Saturday, October 17, 2015
Does the photo-op count?
Peakbaggers, as we are called, can be nit-picky about how to count a mountain climbed.
If you haven't touched the highest natural ground on the mountain, you can't count it.
That seems simple enough, but not on Mounte LeConte. Many hikers go only as far as Le Conte Lodge and pose for pictures in front of the dining hall, where a sign declares the summit elevation of 6,593 feet above sea level. However, the Lodge is actually about 6,400 feet.
Others continue up to watch the sunset from Cliff Top, elevation 6,555. But that's not the top, either.
The highest point on the mountain is on High Top, a third of a mile from the lodge, where the official elevation is 6,593 feet and the cairn occasionally tops 6,600. Unless you come up on the Boulevard Trail or go to Myrtle Point for sunrise, it's easy to miss the actual summit, where trees obscure the view.
Ed Wright was conscientious about going all the way to High Top in 1991 when he set the one-year record of 231 climbs, but in later years he often stopped at the lodge.
For the purposes of this list, I am making no distinction between hikes to the Lodge or to High Top. Call me a liberal, but if you get as far as Le Conte Lodge (five miles horizontally and a half-mile vertically from the nearest trailhead) you can count the climb on this website.

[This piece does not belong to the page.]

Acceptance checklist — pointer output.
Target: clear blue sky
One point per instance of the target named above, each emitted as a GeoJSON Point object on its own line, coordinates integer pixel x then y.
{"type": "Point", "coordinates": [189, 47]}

In the same spirit, I count those who rode up on horseback. For example, Gracie McNicol's 244 ascents include 141 on foot and 103 on horseback. Gracie also walked down 28 times after riding up. She counted each of those as a half-hike, so she claimed 155 hikes. The difference is irrelevant as far as the Le Conte Log is concerned, because we are already giving her credit for all 244 ascents.